Well, the answer I suppose is that I wasn’t taking the country into account.
However, if you agree that “between 0.0001 and 0.001” is an upper bound, that surely suffices! The important kind of confusion would be where you think my prior is too low, rather than too high.
I was trying to understand what evidence has been taken into account in your prior (i.e., is there some other information that might be considered Bayesian evidence against Knox, but which is already in your prior), so that I can understand what other evidence you consider “negligible”. I think at this point that confusion has been resolved.

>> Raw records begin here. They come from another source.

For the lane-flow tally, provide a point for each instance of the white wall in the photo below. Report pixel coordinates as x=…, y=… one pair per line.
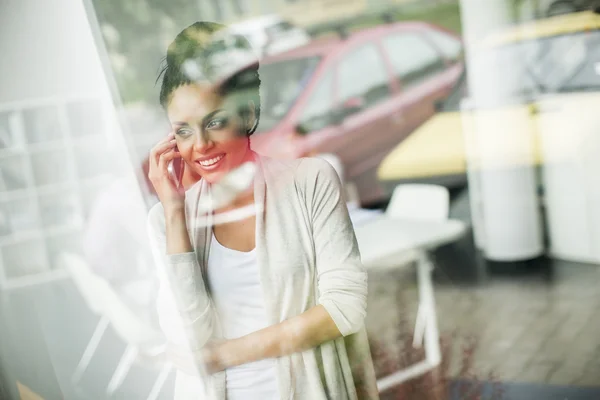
x=47, y=50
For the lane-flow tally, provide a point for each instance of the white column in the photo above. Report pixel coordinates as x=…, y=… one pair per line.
x=501, y=150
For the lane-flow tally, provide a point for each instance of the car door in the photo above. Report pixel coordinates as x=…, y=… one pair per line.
x=423, y=75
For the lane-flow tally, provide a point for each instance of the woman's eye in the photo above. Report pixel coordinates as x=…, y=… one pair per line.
x=217, y=123
x=184, y=131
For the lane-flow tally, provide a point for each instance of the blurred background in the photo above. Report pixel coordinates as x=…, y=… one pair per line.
x=465, y=132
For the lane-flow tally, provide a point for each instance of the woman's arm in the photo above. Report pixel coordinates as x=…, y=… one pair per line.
x=183, y=304
x=177, y=236
x=342, y=282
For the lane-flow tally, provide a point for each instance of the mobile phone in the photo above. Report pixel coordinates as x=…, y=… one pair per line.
x=176, y=168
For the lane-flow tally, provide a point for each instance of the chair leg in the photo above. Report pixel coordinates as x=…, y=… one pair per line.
x=90, y=350
x=160, y=381
x=125, y=363
x=431, y=333
x=420, y=325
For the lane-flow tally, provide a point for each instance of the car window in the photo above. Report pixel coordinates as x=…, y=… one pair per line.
x=448, y=45
x=278, y=28
x=362, y=76
x=316, y=114
x=412, y=57
x=282, y=82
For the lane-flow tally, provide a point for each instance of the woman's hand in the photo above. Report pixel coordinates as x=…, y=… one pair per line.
x=170, y=193
x=189, y=361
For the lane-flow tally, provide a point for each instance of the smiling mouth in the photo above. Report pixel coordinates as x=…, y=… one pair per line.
x=211, y=161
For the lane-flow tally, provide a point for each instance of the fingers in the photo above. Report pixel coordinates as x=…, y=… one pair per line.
x=183, y=360
x=161, y=147
x=165, y=158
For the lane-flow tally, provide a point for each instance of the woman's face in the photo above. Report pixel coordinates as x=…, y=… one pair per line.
x=208, y=131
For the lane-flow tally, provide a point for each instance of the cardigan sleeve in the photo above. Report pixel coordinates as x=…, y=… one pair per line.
x=183, y=303
x=342, y=279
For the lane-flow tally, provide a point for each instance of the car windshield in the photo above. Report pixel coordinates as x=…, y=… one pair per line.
x=281, y=84
x=558, y=64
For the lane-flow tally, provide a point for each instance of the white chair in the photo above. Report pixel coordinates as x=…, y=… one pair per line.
x=422, y=202
x=419, y=201
x=141, y=339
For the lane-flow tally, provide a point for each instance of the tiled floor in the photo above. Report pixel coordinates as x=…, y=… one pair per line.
x=535, y=327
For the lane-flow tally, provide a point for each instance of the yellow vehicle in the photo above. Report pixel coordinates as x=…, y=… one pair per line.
x=557, y=91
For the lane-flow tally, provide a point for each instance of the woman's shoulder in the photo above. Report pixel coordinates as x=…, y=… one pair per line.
x=156, y=216
x=301, y=169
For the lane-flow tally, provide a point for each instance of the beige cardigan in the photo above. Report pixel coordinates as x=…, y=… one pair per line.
x=307, y=254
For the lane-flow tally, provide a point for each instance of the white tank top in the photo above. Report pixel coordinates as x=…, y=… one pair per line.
x=238, y=297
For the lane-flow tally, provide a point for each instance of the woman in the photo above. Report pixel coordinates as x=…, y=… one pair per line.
x=269, y=306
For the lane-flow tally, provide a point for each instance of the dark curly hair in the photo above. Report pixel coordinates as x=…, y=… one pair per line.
x=188, y=61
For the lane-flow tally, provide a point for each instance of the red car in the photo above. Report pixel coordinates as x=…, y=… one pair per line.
x=356, y=96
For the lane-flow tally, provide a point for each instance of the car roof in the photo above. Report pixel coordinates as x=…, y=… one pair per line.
x=254, y=24
x=553, y=26
x=324, y=46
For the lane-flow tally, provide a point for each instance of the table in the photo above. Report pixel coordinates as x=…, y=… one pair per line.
x=386, y=242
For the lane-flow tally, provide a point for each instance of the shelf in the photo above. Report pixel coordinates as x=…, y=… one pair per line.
x=37, y=279
x=14, y=173
x=55, y=157
x=25, y=258
x=34, y=234
x=20, y=237
x=42, y=124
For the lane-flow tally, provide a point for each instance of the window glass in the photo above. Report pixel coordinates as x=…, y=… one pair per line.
x=362, y=76
x=413, y=59
x=450, y=46
x=316, y=114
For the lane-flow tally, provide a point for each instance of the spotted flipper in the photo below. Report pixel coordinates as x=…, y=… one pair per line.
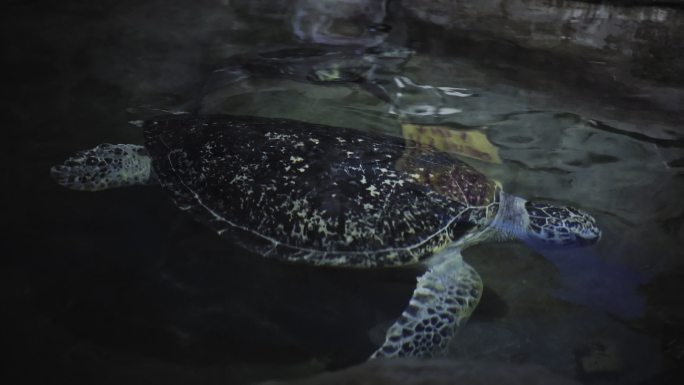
x=445, y=297
x=105, y=166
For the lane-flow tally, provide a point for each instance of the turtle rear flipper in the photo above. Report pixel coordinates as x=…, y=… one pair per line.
x=105, y=166
x=445, y=297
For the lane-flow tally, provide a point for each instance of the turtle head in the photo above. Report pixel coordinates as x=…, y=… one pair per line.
x=560, y=225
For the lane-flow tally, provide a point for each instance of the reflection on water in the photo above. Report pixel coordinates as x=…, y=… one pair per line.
x=122, y=281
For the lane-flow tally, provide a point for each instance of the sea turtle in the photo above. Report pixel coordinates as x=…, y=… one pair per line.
x=324, y=195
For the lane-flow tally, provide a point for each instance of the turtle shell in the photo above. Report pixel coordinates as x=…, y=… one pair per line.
x=318, y=194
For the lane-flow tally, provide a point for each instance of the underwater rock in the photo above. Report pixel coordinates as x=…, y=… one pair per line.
x=435, y=372
x=648, y=37
x=332, y=22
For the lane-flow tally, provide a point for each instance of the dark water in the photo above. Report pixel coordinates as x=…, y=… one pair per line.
x=120, y=287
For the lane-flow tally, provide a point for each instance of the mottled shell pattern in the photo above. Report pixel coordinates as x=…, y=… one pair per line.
x=318, y=194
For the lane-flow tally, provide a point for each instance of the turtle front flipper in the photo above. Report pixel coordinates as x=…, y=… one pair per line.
x=105, y=166
x=445, y=297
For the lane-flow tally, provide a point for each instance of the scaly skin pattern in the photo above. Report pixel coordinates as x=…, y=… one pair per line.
x=445, y=297
x=318, y=194
x=105, y=166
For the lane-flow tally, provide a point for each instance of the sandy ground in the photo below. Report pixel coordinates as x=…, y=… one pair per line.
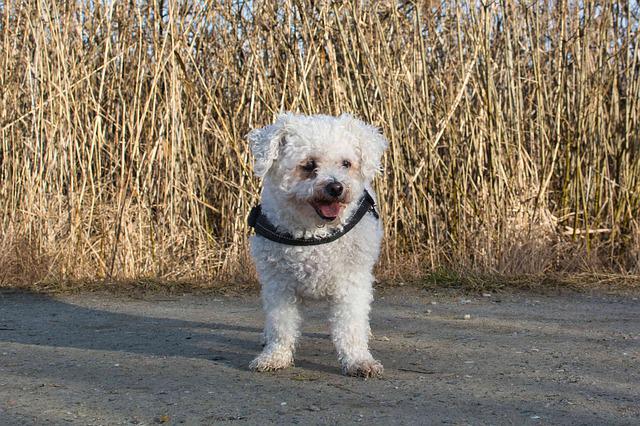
x=517, y=359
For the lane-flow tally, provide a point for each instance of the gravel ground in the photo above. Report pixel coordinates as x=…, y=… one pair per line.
x=492, y=359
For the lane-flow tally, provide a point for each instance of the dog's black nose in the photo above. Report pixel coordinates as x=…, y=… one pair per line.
x=335, y=189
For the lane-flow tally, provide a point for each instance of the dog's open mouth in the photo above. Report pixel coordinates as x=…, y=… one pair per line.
x=328, y=210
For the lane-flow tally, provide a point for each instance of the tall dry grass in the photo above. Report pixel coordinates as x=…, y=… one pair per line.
x=513, y=129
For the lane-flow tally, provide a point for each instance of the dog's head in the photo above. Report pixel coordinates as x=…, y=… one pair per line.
x=317, y=166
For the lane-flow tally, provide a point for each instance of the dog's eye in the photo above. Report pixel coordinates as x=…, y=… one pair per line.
x=309, y=166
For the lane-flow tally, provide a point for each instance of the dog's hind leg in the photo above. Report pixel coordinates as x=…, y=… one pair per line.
x=281, y=331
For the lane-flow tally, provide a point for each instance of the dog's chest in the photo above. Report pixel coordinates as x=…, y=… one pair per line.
x=317, y=271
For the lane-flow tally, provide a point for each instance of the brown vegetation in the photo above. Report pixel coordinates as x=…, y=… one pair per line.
x=513, y=129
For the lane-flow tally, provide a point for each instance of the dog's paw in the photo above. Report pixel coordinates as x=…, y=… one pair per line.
x=271, y=362
x=365, y=368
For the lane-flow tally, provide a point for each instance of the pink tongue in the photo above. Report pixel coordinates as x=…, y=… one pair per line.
x=330, y=210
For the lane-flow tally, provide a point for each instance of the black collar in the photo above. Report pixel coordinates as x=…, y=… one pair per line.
x=263, y=227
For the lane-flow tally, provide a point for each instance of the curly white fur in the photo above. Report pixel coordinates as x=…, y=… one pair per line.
x=339, y=149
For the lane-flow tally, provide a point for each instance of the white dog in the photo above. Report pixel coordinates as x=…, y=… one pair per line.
x=317, y=172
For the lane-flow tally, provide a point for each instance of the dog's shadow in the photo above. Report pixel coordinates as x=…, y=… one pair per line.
x=35, y=319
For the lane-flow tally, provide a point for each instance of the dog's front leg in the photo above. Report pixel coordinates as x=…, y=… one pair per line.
x=281, y=330
x=350, y=332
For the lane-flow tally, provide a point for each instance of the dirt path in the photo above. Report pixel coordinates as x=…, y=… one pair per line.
x=518, y=359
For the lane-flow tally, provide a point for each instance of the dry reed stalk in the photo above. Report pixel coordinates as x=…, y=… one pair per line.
x=513, y=128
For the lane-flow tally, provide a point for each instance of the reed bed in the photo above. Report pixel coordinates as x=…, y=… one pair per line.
x=513, y=130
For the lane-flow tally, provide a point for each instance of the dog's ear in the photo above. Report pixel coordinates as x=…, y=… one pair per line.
x=371, y=144
x=265, y=144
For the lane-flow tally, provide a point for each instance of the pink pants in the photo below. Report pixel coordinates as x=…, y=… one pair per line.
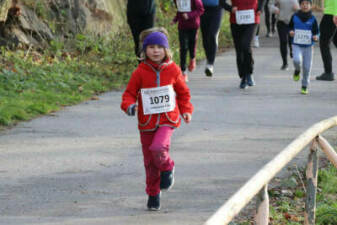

I still wonder why the two sides don’t each post a more detailed Bayesian calculation. Let’s say A=”Knox killed Kercher”, B=”Kercher has been killed and Knoxed lived in Italy and is an intelligent 20-year-old female college student with no criminal history”, C=”evidence against Guede”, D=”Knox and Kercher were roommates”, E=”evidence of a staged burglary”, F=”bra and clasp”, G=”all other information about the case”. What are
P(A|B)
P(A|B&C)
P(A|B&C&D)
P(A|B&C&D&E)
P(A|B&C&D&E&F)
P(A|B&C&D&E&F&G)
(Or some other set of evidence and order of evaluation that might be more appropriate.) Wouldn’t that help to quickly pinpoint where your disagreements are?
I’ll redefine slightly:
A := “Knox killed Kercher, given background info about both, but not the fact of their acquaintance”. P(A) = tiny.
B := “Kercher killed”. P(A|B) = approximately P(A). (We are not yet given that they were roommates.)
C := “evidence against Guede”. P(A|B&C) = approximately P(A). (No significant connection between Guede and Knox.)
D := “Knox and Kercher were roommates”. P(A|B&C&D) = slightly higher than P(A), but still well below the threshold of consideration.
E := “Facts cited as evidence of staged burglary”. P(A|B&C&D&E) = approximately P(A|B&C&D). (Likelihood ratios involved are close to unity; certainly small relative to P(~A)/P(A).)
F := “bra clasp and knife”. P(A|B&C&D&E&F) = possibly as much as an order of magnitude higher than P(A|B&C&D). (Explaining results is a minor puzzle.)
G := “all other information”. P(A|B&C&D&E&F&G) = approximately P(A|B&C&D&E&F). (Other evidence weak; slightly inculpatory facts canceled out by slightly exculpatory facts.)
Thanks, that’s very helpful. Perhaps you could copy this to the main debate branch, so Rolf would see it and possibly respond in a similar fashion? Also, to seek a bit more clarification, what is your estimate of P(A|B&C&D) / P(A|B&C)?